Ahmedabad, Feb 20 (IANS) Global brokerage Elara Capital on Thursday initiated coverage on Adani Energy Solutions Ltd (AESL) with a ‘BUY’ rating and a share price target of Rs 930 — implying a 37 per cent potential upside from the current market price.
Adani Energy Solutions is set to post robust growth in its transmission, distribution, and smart meters businesses. Transmission EBITDA is likely to double to Rs 76 billion by FY27E, driven by India’s renewable energy (RE) target, 20-25 per cent market share in Rs 840 billion near-term transmission bid and a Rs 548 billion project pipeline.
In distribution, Mundra SEZ demand is set to surge from 50MW to 5GW, pushing the regulated asset base (RAB) to Rs 15-20 billion while Mumbai operations would get annual capex of Rs 12-15 billion, which would increase regulated equity to Rs 60 billion by FY27E, according to the brokerage.
“AESL also dominates the smart meters space with a 17 per cent market share at 23 mn metres, sustaining an EBITDA margin of 85 per cent.
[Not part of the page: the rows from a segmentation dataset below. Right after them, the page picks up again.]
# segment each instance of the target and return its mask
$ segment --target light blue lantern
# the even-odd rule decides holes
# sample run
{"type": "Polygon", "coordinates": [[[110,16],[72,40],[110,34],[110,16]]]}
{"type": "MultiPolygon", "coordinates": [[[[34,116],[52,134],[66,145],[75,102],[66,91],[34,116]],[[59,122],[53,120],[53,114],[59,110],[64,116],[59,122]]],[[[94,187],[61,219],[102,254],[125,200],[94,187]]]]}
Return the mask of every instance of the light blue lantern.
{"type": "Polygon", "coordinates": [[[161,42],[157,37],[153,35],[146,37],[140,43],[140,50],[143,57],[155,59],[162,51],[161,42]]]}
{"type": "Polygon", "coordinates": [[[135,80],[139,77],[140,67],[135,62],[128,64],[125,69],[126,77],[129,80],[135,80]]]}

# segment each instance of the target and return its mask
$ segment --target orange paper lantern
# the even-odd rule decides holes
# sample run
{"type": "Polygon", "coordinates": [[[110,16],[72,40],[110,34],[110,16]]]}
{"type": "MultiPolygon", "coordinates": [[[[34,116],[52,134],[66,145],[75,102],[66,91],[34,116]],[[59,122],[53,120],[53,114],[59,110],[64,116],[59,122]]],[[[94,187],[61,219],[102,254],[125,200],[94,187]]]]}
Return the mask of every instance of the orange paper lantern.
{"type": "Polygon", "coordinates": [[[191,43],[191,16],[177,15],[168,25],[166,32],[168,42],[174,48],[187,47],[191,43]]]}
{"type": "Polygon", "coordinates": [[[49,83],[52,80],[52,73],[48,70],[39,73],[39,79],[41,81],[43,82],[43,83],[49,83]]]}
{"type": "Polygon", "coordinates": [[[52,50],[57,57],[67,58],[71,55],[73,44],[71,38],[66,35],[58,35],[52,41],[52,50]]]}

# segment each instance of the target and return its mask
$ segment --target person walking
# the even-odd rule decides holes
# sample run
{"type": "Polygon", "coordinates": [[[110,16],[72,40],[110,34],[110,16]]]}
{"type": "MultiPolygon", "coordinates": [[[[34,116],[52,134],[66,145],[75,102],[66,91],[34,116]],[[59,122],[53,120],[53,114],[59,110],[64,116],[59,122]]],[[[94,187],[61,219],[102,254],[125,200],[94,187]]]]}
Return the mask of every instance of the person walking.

We initiate AESL with a Buy rating and a SOTP-based TP of Rs 930,” said Elara Capital in its note.
The robust transmission pipeline and strong market share of Adani Energy Solutions in transmission bids, emerging lever in the form of smart metering business and consistent RAB expansion opportunity in distribution circles, continue to be the key segment levers playing out in the Adani Group company.
According to the brokerage, the government’s goal to achieve 500GW of renewable energy (RE) capacity needs a robust transmission network for green power evacuation, driving a surge in bidding activity for transmission projects.
Industry estimates a near-term bidding value at Rs 840 billion, with AESL likely to secure a 20-25 per cent market share.
Currently, the company holds transmission projects worth Rs 548 billion slated for completion within the next 18-24 months.
Following its Qualified Institutional Placement (QIP) in FY25, it has secured five additional projects valued at Rs 388 billion.
These new projects are likely to generate incremental EBITDA of Rs 70 billion, effectively doubling EBITDA from the current Rs 40 billion to around Rs 76 billion by FY27E, according to the Elara Capital note.
“Additionally, we attribute an option value of Rs 196 per share for its upcoming smart meter projects and Rs 156 per share for the new transmission projects under the National electricity plan,” it added.